Le Société ICOMun fabricant japonais d'appareils radio, a déclaré jeudi qu'il « ne peut pas confirmer » si talkies-walkies avec son logo qui a explosé dans un nouvelle vague d'explosions d'appareils électroniques au Liban, et ils ont laissé au moins vingt morts et plus de 450 blessés, ils ont été envoyés par leur compagnie.
La société a indiqué que l'appareil en question, le modèle IC-V82, est un radio portative qu'ils ont fabriqué et expédié vers les marchés étrangers« y compris au Moyen-Orient, de 2004 à octobre 2014 », mais qui « a été interrompu il y a une dizaine d'années » : « Depuis, nous ne l'avons plus expédié depuis notre siège ».
« La production de batterie usagée le fonctionnement de l'appareil a déjà été interrompu, et le produit porte un autocollant avec un hologramme pour éviter les contrefaçons, il n'est donc pas possible de confirmer s'il a été envoyé par notre société », lit-on dans un communiqué publié sur le site Internet.
Quant à la distribution de ses marchandises, l'Icom a souligné que « les produits destinés aux marchés étrangers ne sont vendus qu'à revendeurs agréés« et que ces expéditions sont effectuées après formulation d'un programme d'exportation basé sur règles de contrôle de sécurité établi par le ministère de l'Économie, du Commerce et de l'Industrie, et « un contrôle strict des exportations est effectué ».
Les radios Icom sont produites dans son usine
D'autre part, en termes de fabrication, la société a indiqué que ses radios sont fabriquées « sous un système de gestion strict » dans sa filiale de production Wakayama Icom Co. dans la préfecture de Wakayama. « Nous n'utilisons aucune pièce autre que celles spécifiées. De plus, Toutes les radios sont fabriquées dans la même usine et ils ne sont pas produits à l'étranger », a-t-il conclu.
Des heures avant, Icom avaient indiqué dans une première déclaration qu'ils enquêtaient sur les événements après qu'il ait été rapporté que « talkie-walkie avec des autocollants avec logo » de votre entreprise avait explosé au Liban.
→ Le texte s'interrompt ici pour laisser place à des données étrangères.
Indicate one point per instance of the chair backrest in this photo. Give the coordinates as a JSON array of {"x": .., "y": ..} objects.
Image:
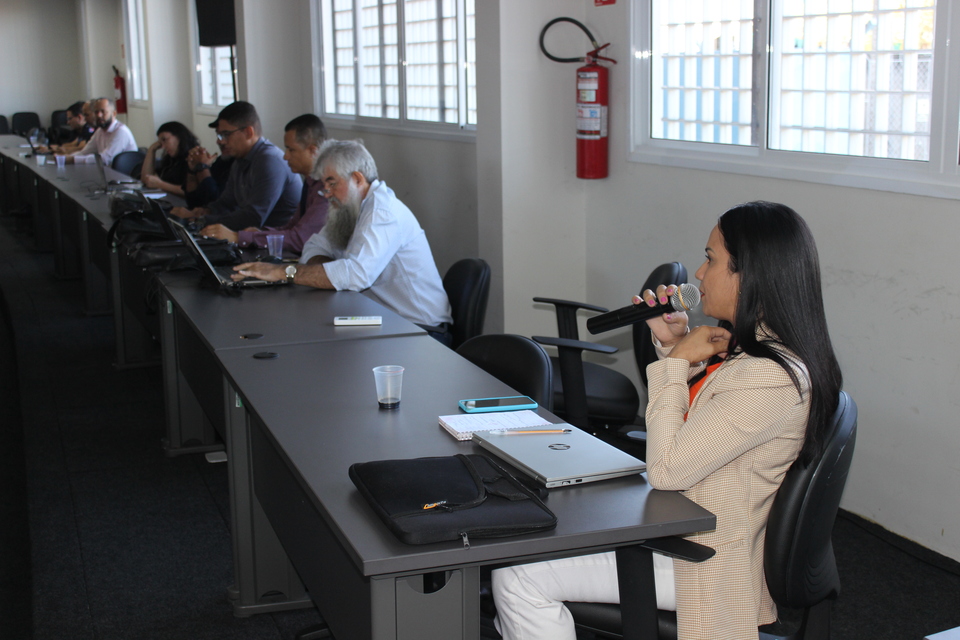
[
  {"x": 514, "y": 360},
  {"x": 798, "y": 557},
  {"x": 467, "y": 284},
  {"x": 643, "y": 349},
  {"x": 23, "y": 121},
  {"x": 127, "y": 162},
  {"x": 58, "y": 118}
]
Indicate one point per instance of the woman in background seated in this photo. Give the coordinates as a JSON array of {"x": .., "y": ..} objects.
[
  {"x": 170, "y": 173},
  {"x": 728, "y": 414}
]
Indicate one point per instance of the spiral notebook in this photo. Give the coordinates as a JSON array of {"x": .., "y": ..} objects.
[{"x": 462, "y": 426}]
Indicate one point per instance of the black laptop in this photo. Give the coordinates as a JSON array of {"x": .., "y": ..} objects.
[{"x": 220, "y": 274}]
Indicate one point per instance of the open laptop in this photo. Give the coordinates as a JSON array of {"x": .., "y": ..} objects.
[
  {"x": 105, "y": 184},
  {"x": 560, "y": 459},
  {"x": 220, "y": 275}
]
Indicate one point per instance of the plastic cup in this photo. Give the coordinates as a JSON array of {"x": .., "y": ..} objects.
[
  {"x": 275, "y": 245},
  {"x": 389, "y": 379}
]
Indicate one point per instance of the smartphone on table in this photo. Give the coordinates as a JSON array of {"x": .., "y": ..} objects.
[{"x": 505, "y": 403}]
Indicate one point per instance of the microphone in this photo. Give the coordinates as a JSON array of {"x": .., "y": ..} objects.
[{"x": 685, "y": 298}]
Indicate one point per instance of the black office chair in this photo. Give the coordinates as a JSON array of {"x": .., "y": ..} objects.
[
  {"x": 798, "y": 561},
  {"x": 128, "y": 163},
  {"x": 467, "y": 284},
  {"x": 514, "y": 360},
  {"x": 59, "y": 132},
  {"x": 23, "y": 121},
  {"x": 590, "y": 395}
]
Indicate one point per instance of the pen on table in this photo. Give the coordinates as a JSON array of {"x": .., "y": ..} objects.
[{"x": 521, "y": 432}]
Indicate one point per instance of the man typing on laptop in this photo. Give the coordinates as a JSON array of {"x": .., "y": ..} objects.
[
  {"x": 372, "y": 243},
  {"x": 111, "y": 138}
]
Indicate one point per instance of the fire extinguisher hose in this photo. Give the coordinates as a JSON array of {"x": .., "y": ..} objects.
[
  {"x": 543, "y": 32},
  {"x": 591, "y": 55}
]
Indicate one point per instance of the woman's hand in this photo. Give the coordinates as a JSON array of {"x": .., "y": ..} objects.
[
  {"x": 701, "y": 344},
  {"x": 668, "y": 328}
]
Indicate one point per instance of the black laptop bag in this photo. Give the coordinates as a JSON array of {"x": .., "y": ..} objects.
[{"x": 424, "y": 500}]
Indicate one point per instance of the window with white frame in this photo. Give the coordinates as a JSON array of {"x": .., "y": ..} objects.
[
  {"x": 215, "y": 76},
  {"x": 797, "y": 81},
  {"x": 403, "y": 60},
  {"x": 136, "y": 54}
]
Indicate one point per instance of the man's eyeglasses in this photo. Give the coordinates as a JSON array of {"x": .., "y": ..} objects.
[{"x": 223, "y": 135}]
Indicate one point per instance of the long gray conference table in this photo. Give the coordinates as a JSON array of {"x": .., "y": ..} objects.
[
  {"x": 312, "y": 412},
  {"x": 204, "y": 413},
  {"x": 69, "y": 216}
]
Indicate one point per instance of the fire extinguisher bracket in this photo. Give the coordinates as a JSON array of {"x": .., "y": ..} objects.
[{"x": 592, "y": 105}]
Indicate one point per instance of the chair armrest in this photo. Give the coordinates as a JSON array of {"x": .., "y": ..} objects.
[
  {"x": 567, "y": 315},
  {"x": 575, "y": 344},
  {"x": 681, "y": 548},
  {"x": 570, "y": 303}
]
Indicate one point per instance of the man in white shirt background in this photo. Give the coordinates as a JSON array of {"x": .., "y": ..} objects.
[
  {"x": 111, "y": 138},
  {"x": 371, "y": 243}
]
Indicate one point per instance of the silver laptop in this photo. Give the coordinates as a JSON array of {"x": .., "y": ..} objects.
[
  {"x": 221, "y": 276},
  {"x": 560, "y": 459},
  {"x": 104, "y": 183}
]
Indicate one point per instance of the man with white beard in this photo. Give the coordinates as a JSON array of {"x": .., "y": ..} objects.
[{"x": 371, "y": 243}]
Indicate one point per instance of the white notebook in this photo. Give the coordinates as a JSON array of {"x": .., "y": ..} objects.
[{"x": 463, "y": 425}]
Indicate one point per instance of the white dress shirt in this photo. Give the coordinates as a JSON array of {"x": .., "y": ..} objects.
[
  {"x": 108, "y": 142},
  {"x": 388, "y": 258}
]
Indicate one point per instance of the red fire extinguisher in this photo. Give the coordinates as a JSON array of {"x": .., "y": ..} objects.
[
  {"x": 592, "y": 106},
  {"x": 119, "y": 91}
]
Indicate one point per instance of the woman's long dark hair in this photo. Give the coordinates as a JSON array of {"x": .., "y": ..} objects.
[
  {"x": 772, "y": 249},
  {"x": 185, "y": 137}
]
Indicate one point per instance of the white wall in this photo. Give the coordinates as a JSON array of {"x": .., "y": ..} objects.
[
  {"x": 888, "y": 262},
  {"x": 533, "y": 208},
  {"x": 39, "y": 47},
  {"x": 101, "y": 43},
  {"x": 273, "y": 43}
]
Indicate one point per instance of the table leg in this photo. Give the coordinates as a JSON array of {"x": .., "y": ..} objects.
[{"x": 265, "y": 579}]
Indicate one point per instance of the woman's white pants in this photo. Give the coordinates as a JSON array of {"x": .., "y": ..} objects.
[{"x": 530, "y": 597}]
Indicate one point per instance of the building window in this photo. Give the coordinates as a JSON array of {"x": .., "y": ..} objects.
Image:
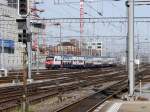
[
  {"x": 99, "y": 47},
  {"x": 7, "y": 50},
  {"x": 99, "y": 43},
  {"x": 12, "y": 3}
]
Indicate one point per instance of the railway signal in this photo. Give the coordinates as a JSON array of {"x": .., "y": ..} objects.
[
  {"x": 23, "y": 8},
  {"x": 22, "y": 37}
]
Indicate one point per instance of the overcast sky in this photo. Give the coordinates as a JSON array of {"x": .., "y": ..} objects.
[{"x": 103, "y": 8}]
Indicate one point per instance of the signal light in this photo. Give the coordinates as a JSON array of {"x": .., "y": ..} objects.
[
  {"x": 23, "y": 8},
  {"x": 22, "y": 37}
]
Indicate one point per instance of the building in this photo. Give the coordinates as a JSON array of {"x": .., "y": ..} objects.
[{"x": 65, "y": 48}]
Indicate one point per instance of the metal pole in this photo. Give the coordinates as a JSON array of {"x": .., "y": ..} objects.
[
  {"x": 61, "y": 45},
  {"x": 24, "y": 103},
  {"x": 29, "y": 49},
  {"x": 131, "y": 48},
  {"x": 37, "y": 58}
]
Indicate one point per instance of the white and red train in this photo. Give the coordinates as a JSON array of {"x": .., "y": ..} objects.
[{"x": 55, "y": 62}]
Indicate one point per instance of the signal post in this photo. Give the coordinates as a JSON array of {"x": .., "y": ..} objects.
[{"x": 25, "y": 38}]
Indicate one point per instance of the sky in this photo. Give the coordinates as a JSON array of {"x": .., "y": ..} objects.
[{"x": 112, "y": 34}]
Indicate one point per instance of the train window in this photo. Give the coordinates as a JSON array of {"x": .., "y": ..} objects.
[{"x": 50, "y": 58}]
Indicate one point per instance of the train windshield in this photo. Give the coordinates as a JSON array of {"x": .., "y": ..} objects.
[{"x": 50, "y": 58}]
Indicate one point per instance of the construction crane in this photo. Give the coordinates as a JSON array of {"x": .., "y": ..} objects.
[{"x": 81, "y": 24}]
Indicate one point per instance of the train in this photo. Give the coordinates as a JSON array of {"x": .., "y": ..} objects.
[{"x": 79, "y": 62}]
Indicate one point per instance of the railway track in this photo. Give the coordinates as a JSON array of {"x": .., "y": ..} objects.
[
  {"x": 10, "y": 97},
  {"x": 88, "y": 104},
  {"x": 44, "y": 74}
]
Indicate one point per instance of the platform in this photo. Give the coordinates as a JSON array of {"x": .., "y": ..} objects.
[{"x": 125, "y": 106}]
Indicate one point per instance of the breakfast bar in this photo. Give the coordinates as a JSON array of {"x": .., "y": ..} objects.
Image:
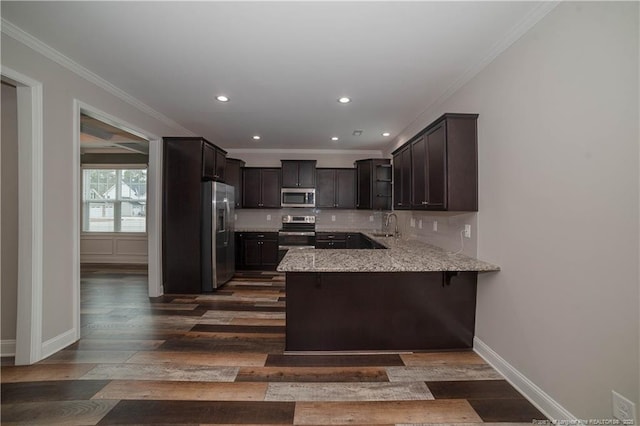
[{"x": 410, "y": 296}]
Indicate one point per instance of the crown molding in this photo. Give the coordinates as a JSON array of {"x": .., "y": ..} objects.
[
  {"x": 302, "y": 151},
  {"x": 49, "y": 52},
  {"x": 513, "y": 35}
]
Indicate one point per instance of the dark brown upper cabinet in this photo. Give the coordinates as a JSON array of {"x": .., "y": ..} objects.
[
  {"x": 298, "y": 173},
  {"x": 233, "y": 177},
  {"x": 336, "y": 188},
  {"x": 444, "y": 165},
  {"x": 213, "y": 161},
  {"x": 261, "y": 187},
  {"x": 373, "y": 184},
  {"x": 402, "y": 179}
]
Cependant, ils ont promis de communiquer de nouveaux détails dès qu'ils obtiendraient de nouvelles informations.
Gold Apollo les cherche
La journée précédente a été caractérisée par une nouvelle vague de explosions de milliers de téléavertisseurs (avec le logo de la société taïwanaise Gold Apollo) appartenant à des membres présumés de la milice chiite libanaise Hezbollah qui a abouti à douze morts, deux d'entre eux sont des enfants et certains 2 800 blesséss. Les premières investigations ont montré que des explosifs avaient été placés à l'intérieur des engins. Il reste donc à déterminer comment et quand ils auraient pu être placés.
Gold Apollo a déclaré dans un communiqué que ses appareils étaient fabriqués par une société basée dans la capitale hongroise, Budapest, bien que le gouvernement hongrois ait assuré que sa société, BAC Conseil, Il s'agit d'un simple « intermédiaire commercial ».
Les deux autorités de Le Liban comme Hezbollah Ils ont dénoncé le fait que les explosions étaient l'œuvre d'Israël et ont assuré qu'il y aurait une réponse, bien que le gouvernement israélien n'ait pas encore commenté la question.